オトギリソウ
一週間後には~なんて言ってたら二週間以上経ってしまいました。申し訳ございません。書かなくてはと焦りつつ、リアルの忙しさに涙し、それでも読んでくださる方々に励まされ、の毎日でございます。いつも悩むのですがルビはこのくらいで大丈夫でしょうか?誤字脱字、要望等ありましたらご連絡ください。
街中とは打って変わって整備された道。怪しげな黒いリボンの巻かれた針葉樹が乱れなく並んで植っていた。目眩しのようなものはなく、朔の祭壇へは存外簡単に着いた。色々と問い詰めることもできたし、よかったよかった。オータムは憐れみの情が湧くくらい震え上がっていたが、ヒトはヒト。自分は自分。気にしないで、俵抱きのまま辺りを見回した。
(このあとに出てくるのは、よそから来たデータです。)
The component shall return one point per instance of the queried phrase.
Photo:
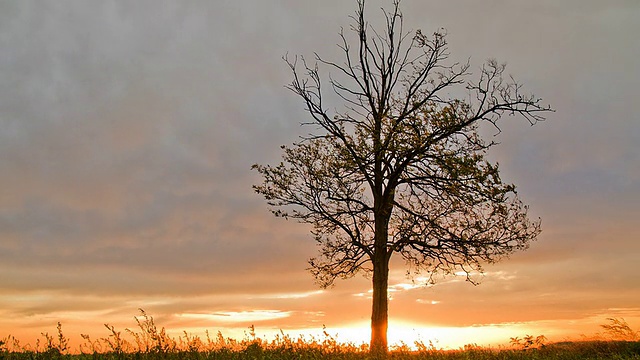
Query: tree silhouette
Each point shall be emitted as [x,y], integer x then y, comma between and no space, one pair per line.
[402,168]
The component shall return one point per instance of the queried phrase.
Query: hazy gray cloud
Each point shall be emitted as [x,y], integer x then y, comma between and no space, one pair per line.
[127,132]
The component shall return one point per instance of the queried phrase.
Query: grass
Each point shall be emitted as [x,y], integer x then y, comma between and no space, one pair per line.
[151,342]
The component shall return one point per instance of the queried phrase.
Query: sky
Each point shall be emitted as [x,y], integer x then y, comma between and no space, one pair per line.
[128,130]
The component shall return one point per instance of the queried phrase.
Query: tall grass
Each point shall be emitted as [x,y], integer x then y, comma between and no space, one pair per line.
[148,341]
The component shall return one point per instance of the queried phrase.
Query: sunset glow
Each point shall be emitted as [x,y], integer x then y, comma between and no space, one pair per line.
[128,131]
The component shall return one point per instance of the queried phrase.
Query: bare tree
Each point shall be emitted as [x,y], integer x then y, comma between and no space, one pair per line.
[402,168]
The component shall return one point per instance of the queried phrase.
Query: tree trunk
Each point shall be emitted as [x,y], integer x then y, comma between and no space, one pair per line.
[380,308]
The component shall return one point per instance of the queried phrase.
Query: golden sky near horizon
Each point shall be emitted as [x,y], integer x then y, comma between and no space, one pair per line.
[127,133]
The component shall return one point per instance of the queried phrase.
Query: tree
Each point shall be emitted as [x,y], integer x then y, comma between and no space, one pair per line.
[402,169]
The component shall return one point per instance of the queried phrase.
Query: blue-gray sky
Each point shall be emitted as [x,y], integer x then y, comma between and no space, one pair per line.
[127,132]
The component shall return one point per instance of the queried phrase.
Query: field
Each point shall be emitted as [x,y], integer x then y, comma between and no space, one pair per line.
[149,342]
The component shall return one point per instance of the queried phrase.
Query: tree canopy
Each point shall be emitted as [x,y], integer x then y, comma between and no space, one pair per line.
[401,168]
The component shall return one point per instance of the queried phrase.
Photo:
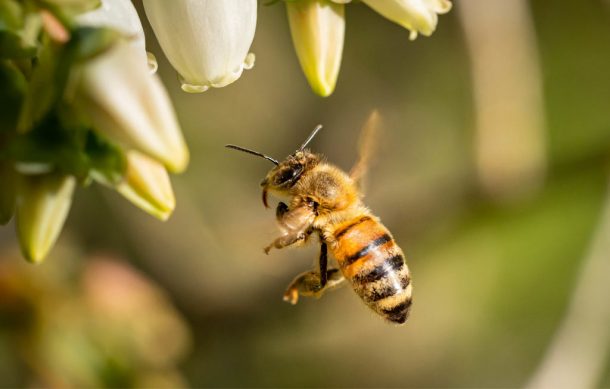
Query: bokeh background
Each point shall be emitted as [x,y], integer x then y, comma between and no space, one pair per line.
[492,175]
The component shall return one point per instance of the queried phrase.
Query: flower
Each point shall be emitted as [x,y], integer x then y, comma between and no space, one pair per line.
[206,41]
[146,184]
[131,106]
[120,15]
[318,29]
[418,16]
[42,205]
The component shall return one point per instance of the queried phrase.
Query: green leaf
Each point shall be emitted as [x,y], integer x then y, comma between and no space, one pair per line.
[107,161]
[43,89]
[12,93]
[8,178]
[70,7]
[88,42]
[55,65]
[11,15]
[12,46]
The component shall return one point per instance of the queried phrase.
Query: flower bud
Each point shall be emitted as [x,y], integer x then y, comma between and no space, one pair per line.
[318,30]
[131,106]
[206,41]
[418,16]
[8,177]
[120,15]
[43,202]
[146,185]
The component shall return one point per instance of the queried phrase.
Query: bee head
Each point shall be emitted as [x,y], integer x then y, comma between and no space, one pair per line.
[287,173]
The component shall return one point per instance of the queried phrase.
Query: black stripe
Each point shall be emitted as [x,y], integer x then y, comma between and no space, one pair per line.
[399,309]
[371,246]
[389,290]
[394,263]
[345,229]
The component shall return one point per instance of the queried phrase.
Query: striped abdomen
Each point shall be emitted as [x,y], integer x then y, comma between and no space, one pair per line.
[374,264]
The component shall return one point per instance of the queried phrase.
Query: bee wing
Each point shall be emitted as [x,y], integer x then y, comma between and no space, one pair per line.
[367,146]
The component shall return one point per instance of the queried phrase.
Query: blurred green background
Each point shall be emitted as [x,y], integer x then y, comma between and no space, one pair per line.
[494,265]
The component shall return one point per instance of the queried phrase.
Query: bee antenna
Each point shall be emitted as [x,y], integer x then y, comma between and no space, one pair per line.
[311,136]
[239,148]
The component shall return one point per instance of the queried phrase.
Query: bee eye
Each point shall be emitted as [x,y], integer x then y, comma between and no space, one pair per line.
[288,175]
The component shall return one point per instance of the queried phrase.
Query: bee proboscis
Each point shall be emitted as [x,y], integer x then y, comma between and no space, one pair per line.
[326,201]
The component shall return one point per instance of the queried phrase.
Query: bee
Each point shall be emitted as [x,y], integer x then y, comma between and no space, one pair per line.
[326,201]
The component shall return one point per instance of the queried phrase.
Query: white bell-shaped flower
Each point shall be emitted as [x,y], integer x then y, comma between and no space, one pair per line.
[318,30]
[120,15]
[206,41]
[131,106]
[43,203]
[418,16]
[146,184]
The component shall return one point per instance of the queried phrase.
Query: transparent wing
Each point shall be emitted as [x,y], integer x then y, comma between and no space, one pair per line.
[367,147]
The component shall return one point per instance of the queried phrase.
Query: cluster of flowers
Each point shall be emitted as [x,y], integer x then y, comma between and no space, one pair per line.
[80,101]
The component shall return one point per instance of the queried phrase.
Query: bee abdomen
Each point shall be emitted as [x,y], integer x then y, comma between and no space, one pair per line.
[376,267]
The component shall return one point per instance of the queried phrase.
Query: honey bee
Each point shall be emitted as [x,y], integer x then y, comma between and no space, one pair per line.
[326,201]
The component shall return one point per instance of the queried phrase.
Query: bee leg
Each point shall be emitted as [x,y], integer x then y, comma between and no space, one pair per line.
[286,240]
[323,262]
[295,224]
[309,284]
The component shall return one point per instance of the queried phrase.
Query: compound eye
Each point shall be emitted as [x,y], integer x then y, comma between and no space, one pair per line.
[289,175]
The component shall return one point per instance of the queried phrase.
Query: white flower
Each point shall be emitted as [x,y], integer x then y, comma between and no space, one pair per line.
[418,16]
[146,184]
[43,202]
[122,16]
[206,41]
[131,106]
[318,31]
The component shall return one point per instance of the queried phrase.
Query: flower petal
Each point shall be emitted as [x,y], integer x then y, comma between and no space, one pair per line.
[131,106]
[318,30]
[206,41]
[147,186]
[418,16]
[43,203]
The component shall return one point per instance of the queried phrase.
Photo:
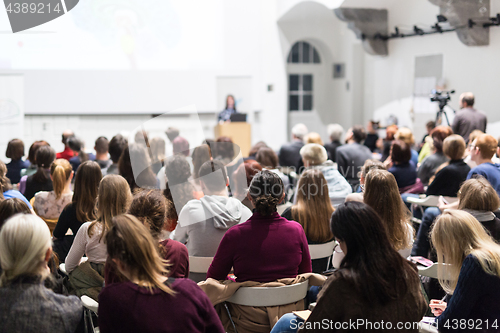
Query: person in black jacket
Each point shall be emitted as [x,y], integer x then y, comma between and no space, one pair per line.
[447,181]
[335,132]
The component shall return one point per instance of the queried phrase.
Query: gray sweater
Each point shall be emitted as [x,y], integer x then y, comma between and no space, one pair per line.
[29,307]
[203,223]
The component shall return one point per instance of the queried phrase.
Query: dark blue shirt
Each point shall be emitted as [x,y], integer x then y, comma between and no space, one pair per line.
[226,114]
[14,170]
[489,171]
[405,174]
[476,297]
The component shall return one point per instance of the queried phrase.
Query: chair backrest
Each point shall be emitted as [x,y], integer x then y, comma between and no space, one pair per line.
[318,251]
[89,303]
[430,271]
[199,264]
[270,296]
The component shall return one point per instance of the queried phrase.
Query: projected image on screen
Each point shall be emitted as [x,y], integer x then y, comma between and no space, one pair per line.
[121,34]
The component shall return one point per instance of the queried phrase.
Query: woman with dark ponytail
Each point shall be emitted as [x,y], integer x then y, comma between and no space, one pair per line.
[267,235]
[41,181]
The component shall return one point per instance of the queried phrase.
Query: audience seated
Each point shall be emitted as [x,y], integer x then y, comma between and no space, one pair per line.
[430,164]
[140,303]
[382,194]
[402,167]
[404,134]
[15,151]
[245,171]
[49,205]
[314,156]
[150,207]
[67,153]
[6,186]
[367,167]
[468,119]
[113,199]
[203,223]
[335,132]
[313,210]
[423,153]
[158,154]
[452,174]
[179,189]
[26,304]
[81,156]
[268,159]
[81,209]
[267,235]
[477,197]
[472,273]
[473,136]
[371,135]
[390,132]
[31,169]
[313,137]
[135,157]
[289,154]
[482,151]
[254,149]
[352,156]
[101,150]
[40,181]
[374,283]
[11,207]
[116,147]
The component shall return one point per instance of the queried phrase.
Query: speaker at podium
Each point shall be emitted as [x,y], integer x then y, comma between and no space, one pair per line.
[238,130]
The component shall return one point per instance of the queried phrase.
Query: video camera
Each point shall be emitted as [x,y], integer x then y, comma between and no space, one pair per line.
[441,96]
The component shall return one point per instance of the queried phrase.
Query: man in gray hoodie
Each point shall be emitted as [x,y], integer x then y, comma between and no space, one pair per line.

…嗚呼、相変わらず、だな。やはり、教団というのは…。ははは。昔のボクは逃げた。恐ろしさに、自分の欲のために…仲間の夢を叶えるために。
今の俺はどうだろうか。生き続けているってことは、まだ変わってないのだろうか。それとも、全てに溺れて濁ってしまっているのだろうか。
なあ、朔。折角逃してくれたのに、また戻って来ちゃったよ。あんたが散った祭壇の板は所々黒く脆く跡を遺してるのに、あんた自身が生きた身体はここに一切残っちゃいない。俺の…ボクの心に巣食うほどの憎悪を、せめて最期に向けてくれれば。もしそうしてくれたなら。あんたをあんたが守りきったという家族とやらに合わせてやれたのに。何にもないボクを生かして、キミは一体どうするつもりだったの?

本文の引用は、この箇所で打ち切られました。